The Colombian climber says he has recovered from his illness and is ready to fight for overall contention at the Vuelta a España in the final week of racing
The mist and the cold of Alto Campoo Fuente del Chivo, at 1980 metres in Spain’s north, is probably the worst place to shake a cold, but Colombian Nairo Quintana (Movistar) did just that.
Quintana, runner-up to Chris Froome (Sky) in the Tour de France one month ago, attacked on the 18km climb at the end of the 215km 14th stage north of Burgos. He marked race leader Fabio Aru (Astana) and made a move of his own.
He did not make huge gains, moving ahead by seven seconds and clawing his way to ninth overall, but showed he is back after gastroenteritis and a fever.
“My cold has passed,” he said wrapped in blue and green team Movistar gear at the top of the climb where the temperature was around 10°C.
“The race is not over for me. I want to fight for the podium, there are a lot of mountains to come in this Vuelta a España.”
Quintana edged closer to Froome as the Tour de France moved into its third week. On the last mountain day, he closed to 1-12 minutes behind to finish second overall.
After what the team called a conservative ride in the Tour, Movistar and Quintana plan an aggressive final third week to this year’s Vuelta. If Quintana has his chance, he plans to ride free of Aru and his other rivals in one of the coming four mountain stages.

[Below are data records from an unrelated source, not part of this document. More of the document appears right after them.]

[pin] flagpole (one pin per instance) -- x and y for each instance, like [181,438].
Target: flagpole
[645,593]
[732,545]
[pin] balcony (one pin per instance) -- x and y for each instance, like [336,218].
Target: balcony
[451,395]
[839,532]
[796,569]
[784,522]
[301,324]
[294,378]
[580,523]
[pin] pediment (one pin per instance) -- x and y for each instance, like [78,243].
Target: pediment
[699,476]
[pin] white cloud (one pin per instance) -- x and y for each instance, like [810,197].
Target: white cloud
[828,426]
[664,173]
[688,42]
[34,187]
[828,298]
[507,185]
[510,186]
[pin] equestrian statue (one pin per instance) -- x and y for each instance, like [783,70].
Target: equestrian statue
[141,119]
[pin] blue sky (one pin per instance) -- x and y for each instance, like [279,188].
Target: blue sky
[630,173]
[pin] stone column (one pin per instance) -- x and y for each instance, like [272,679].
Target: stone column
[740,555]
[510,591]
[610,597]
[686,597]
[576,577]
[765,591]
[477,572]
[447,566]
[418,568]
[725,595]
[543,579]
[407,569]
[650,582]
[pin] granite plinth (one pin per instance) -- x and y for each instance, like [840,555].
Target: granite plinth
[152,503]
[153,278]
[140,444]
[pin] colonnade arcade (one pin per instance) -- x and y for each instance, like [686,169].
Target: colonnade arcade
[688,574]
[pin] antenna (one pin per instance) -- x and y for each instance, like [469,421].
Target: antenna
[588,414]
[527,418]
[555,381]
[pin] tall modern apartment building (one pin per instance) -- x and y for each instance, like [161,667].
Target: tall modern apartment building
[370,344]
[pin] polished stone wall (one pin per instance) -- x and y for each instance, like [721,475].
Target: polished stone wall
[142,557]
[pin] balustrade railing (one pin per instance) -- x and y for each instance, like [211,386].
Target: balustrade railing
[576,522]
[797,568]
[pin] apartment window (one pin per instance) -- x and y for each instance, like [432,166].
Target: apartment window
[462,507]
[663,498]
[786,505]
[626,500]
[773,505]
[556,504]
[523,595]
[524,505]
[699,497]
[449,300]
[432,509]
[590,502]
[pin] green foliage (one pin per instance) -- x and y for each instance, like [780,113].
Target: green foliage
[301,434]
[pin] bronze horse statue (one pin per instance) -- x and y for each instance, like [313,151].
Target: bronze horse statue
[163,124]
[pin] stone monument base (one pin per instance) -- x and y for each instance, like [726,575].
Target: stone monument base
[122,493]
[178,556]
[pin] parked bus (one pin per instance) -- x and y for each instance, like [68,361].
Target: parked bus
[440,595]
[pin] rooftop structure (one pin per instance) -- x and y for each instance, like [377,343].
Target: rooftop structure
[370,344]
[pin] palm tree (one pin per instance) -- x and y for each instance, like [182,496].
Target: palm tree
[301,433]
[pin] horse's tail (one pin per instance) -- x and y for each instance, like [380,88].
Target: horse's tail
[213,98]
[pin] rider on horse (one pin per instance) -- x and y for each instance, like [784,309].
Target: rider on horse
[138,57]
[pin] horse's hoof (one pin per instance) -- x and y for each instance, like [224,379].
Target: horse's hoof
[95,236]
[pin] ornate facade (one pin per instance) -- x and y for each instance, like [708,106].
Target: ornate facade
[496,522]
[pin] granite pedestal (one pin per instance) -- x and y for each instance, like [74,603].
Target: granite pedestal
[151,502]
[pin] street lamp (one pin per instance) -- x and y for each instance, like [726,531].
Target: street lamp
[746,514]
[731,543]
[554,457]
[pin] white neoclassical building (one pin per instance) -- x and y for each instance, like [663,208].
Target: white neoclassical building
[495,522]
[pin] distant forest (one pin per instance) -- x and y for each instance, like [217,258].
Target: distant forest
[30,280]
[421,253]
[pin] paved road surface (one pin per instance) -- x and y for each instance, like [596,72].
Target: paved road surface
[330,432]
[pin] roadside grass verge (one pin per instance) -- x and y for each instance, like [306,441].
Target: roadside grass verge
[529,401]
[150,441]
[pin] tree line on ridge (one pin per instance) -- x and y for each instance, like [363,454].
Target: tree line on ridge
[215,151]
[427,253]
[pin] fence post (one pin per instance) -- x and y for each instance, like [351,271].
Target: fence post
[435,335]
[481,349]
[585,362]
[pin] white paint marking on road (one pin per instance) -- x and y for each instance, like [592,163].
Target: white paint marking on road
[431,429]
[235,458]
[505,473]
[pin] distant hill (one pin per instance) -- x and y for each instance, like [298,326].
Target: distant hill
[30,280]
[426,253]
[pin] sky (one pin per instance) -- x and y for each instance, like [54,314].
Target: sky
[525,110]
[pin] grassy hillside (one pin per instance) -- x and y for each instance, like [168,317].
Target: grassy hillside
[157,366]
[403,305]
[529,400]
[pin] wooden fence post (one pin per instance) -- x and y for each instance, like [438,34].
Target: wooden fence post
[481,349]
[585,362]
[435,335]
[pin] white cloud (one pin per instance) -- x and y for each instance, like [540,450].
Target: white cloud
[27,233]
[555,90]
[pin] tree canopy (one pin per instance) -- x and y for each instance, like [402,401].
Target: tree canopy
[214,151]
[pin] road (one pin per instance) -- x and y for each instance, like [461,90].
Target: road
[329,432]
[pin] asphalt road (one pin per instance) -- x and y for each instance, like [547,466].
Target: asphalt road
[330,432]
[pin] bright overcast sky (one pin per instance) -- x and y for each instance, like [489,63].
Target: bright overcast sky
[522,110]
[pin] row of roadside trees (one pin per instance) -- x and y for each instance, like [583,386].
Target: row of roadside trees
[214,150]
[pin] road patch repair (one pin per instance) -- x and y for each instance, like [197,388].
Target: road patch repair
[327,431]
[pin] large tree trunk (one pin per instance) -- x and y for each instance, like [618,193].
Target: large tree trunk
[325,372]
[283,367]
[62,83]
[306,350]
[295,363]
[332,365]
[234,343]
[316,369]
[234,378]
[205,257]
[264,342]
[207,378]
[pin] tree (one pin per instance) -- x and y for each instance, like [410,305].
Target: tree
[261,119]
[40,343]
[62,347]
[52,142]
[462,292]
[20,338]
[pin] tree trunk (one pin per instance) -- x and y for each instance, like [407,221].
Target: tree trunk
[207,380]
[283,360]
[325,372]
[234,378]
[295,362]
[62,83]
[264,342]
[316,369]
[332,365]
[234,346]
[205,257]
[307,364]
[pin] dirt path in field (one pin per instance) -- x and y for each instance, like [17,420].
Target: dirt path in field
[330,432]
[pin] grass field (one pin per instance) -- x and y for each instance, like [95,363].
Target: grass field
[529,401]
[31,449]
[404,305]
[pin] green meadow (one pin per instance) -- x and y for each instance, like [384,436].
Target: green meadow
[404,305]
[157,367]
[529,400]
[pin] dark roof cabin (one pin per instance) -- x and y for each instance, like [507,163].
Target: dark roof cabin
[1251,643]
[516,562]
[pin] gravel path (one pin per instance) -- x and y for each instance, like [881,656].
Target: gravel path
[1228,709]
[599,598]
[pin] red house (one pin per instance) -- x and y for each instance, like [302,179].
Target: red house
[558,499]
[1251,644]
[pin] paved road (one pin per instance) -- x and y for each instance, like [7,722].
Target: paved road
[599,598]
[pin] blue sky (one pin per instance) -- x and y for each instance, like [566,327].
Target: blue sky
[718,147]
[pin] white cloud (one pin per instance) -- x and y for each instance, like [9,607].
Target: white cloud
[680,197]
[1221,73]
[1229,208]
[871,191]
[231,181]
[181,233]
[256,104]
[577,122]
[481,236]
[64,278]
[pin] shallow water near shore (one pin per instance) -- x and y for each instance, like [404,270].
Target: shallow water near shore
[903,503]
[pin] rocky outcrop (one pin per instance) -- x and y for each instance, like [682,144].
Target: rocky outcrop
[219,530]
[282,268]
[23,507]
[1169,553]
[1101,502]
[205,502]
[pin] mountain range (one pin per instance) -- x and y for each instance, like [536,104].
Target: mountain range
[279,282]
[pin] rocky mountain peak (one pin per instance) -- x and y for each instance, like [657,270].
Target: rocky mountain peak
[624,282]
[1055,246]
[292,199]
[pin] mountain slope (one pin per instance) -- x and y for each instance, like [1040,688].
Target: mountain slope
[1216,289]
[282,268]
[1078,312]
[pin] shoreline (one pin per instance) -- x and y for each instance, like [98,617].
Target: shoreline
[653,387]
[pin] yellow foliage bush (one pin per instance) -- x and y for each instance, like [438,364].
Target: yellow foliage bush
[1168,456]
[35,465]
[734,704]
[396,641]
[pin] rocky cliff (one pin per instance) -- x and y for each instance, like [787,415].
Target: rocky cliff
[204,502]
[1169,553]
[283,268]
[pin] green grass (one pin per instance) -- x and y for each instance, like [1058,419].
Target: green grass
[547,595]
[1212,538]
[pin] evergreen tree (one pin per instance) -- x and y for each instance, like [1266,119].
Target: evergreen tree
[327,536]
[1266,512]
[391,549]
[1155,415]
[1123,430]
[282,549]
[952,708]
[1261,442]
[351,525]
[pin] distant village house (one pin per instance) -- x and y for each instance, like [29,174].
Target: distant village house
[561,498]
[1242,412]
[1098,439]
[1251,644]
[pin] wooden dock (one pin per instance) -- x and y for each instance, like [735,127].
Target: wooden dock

On Sunday, the Vuelta climbs to Alto de Sotres at 1230 metres. Quintana sits ninth at three minutes behind Italian Aru, second in the Giro d’Italia this spring behind Alberto Contador (Tinkoff-Saxo).
Watch Vuelta a España essential guide:
The Vuelta title was supposed to be there for Quintana to take after Froome pulled the plug due to a crash in
stage 11 in Andorra last week. However, just days before the stage, Quintana came down with a fever. Instead of gaining time, Quintana struggled to keep up.
“I felt empty and I almost felt like stopping [on Wednesday],” Quintana said on Thursday. On Friday, he suffered too, but bounced back during the stage and finished “in good condition.”
Quintana now sees a light at the end of the tunnel, or in this case, in Madrid when the Vuelta ends next Sunday.
“If it goes as it did today,” he said in the mist at the finish, “then I can fight back and take time on Aru and the others.”